A lot of bugginess has been cleaned up from earlier versions. This 2.0 milestone release also brings with it a better report scheduling method -- in previous versions, the only way to schedule multiple daily reports was to use a clumsy kludge -- but some of the more complex scheduling options and features that you might want with an enterprise BI system remain to be implemented.
OpenReports is built upon a melange of open source software components, including:
- Hibernate (to connect to a SQL database)
- JasperReports (Java-based open source reporting library)
- JFreeCharts (a Java chart library with a massive array of charts, from 3D pie charts to candlestick charts, scatter plots, and bubble charts)
- Quartz (to conduct email scheduling)
- Velocity (for templating)
- WebWork (a Java-based Web application framework)
OpenReports is the Web glue that coagulates all these together into one unified, menu-driven system. It's the integration of disparate packages under one Web roof that makes it powerful.
Before you can use OpenReports, you need to have a couple things in place.
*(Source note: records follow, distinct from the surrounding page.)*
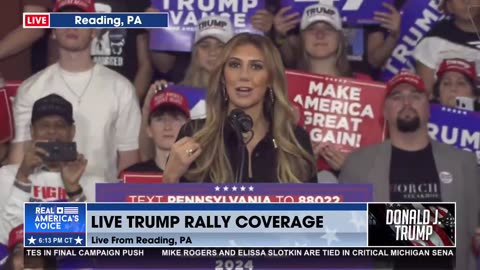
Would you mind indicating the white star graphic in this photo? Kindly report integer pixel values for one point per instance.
(78, 240)
(31, 240)
(330, 236)
(358, 221)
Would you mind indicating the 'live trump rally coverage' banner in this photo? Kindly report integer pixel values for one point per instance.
(456, 127)
(185, 14)
(343, 112)
(353, 12)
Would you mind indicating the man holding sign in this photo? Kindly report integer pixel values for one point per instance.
(411, 167)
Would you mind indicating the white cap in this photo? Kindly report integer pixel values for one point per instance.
(218, 27)
(321, 13)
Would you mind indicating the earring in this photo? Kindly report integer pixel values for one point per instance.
(225, 96)
(272, 95)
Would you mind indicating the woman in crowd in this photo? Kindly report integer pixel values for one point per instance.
(211, 34)
(454, 37)
(249, 77)
(382, 38)
(323, 45)
(323, 50)
(457, 79)
(210, 37)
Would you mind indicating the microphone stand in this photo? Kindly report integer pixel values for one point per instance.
(241, 123)
(241, 149)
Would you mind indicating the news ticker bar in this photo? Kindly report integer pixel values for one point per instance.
(238, 225)
(250, 258)
(95, 20)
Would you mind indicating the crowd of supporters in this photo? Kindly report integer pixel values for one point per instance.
(109, 93)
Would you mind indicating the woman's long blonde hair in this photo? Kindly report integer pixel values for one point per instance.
(196, 75)
(294, 163)
(341, 64)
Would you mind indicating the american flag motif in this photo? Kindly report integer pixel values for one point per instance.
(69, 210)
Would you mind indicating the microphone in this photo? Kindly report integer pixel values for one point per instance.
(241, 123)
In addition to a database to be analyzed, you'll also need the Java 2 Standard Edition Runtime Environment (JRE) and Apache Tomcat.
For evaluative purposes, the project provides a special demo bundle, in the form of a 37MB Zip archive file that contains Tomcat, OpenReports, a sample database, and a set of preconfigured reports.
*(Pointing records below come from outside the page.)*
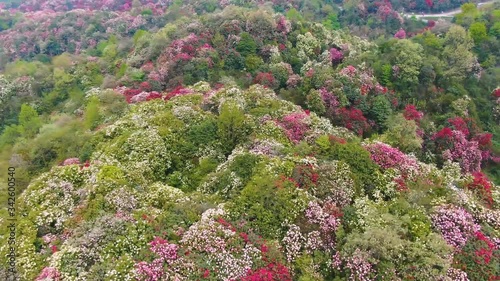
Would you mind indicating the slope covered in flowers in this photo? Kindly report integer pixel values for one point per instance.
(232, 184)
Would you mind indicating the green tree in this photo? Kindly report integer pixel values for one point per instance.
(29, 121)
(478, 32)
(92, 115)
(402, 133)
(457, 53)
(408, 56)
(9, 136)
(231, 126)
If you unpack the demo bundle and poke around in its directories, you'll be reminded that (a) OpenReports is cross-platform, and (b) Linux isn't the only operating system in the universe. As with the cross-platform Tomcat distribution, the shell scripts all have .sh extensions, and they share the same directories with .bat files for those who are using a Windows environment.
After unpacking, the first step is to start the sample database:
You'll get a screenful of startup messages, and then the database should be opened. If you're testing out the demo, it's easiest to start this script in a window of its own, and then type
Ctrl-C to close it when you're done.
If you don't already have Tomcat installed and running, you'll have to start the version that's included in the bundle. That will probably require some variable setting -- specifically, the BASEDIR variable will have to be set to the Tomcat root directory in the demo package, and the JAVA_HOME variable will have to be set to the directory containing your Java installation. For example:
BASEDIR="/usr/local/src/oreports/openreports-tomcat/tomcat/";export BASEDIR JAVA_HOME="/usr/local/src/IBMJava/IBMJava2-142/jre/";export JAVA_HOME
If you have an older 1.4 or 1.3 JRE, you'll also have to grab a compatibility pack from the Tomcat site, place it in the Tomcat root directory, and untar it there.
Then, you can start Tomcat:
At this point, you should have Tomcat running at port 8080. Open up a browser and check the URL http://localhost:8080/ to verify your installation -- you should get the Tomcat "congratulations" page.
OpenReports should be running and ready at the URL http://localhost:8080/openreports. Load that page, and use a username and password combo of "admin" and "admin" to log in to OpenReports.
Erik Swenson, main OpenReports developer and publisher of the Open Intelligence blog, has issued the "OpenReports Real World Reporting Challenge," where he will include new sample reports and charts in the coming OpenReports 2.0 final release that are based on a software company's actual database.
"The idea behind this challenge," Swenson writes, "is to base the new samples on a real world database and to illustrate the ease with which OpenReports can be used to provide reporting capabilities to existing applications."
The offer is open to any software maker, both proprietary and open source, who would be willing to offer their database. In return, Swenson writes, "I will create a number of reports and charts that can be used to provide reporting functionality to your users while at the same time showcasing the features of OpenReports."
At this point, you're in -- but outside of testing the demo data, you can't do much without doing a little more setup. The OpenReports administrator has to create an OpenReports schema, configure a few settings, including the base directory and the mail host (so that the email reports can go out properly), and the software helpers, including Hibernate and Quartz, have to be configured for the actual database. Included with the distribution is a PDF install guide that steps through all this.
Once you're in, the Web interface and menu bar make using the software pretty self-explanatory -- which is good, because the system doesn't come with much documentation. An administration guide (recommended for those who wish to begin scheduling and templating their own reports) is only available to those who make a donation of $20 or more to the project.
The demo contains a few chart and query reports that you can generate from the Reports menu. You can get output from the sample reports in various formats, including PDF. If you don't want to install the demo and generate reports on the system yourself, you can see several report screenshots online that were generated by OpenReports 1.0. The site also has a set of Flash demos.
BI is a rapidly developing market, with its own trade press, proprietary software vendors, and even database companies adding their offerings to the craze. There seems to be growing interest in open source BI software, and for a free answer on Linux, OpenReports and the tools it utilizes are a pretty good start.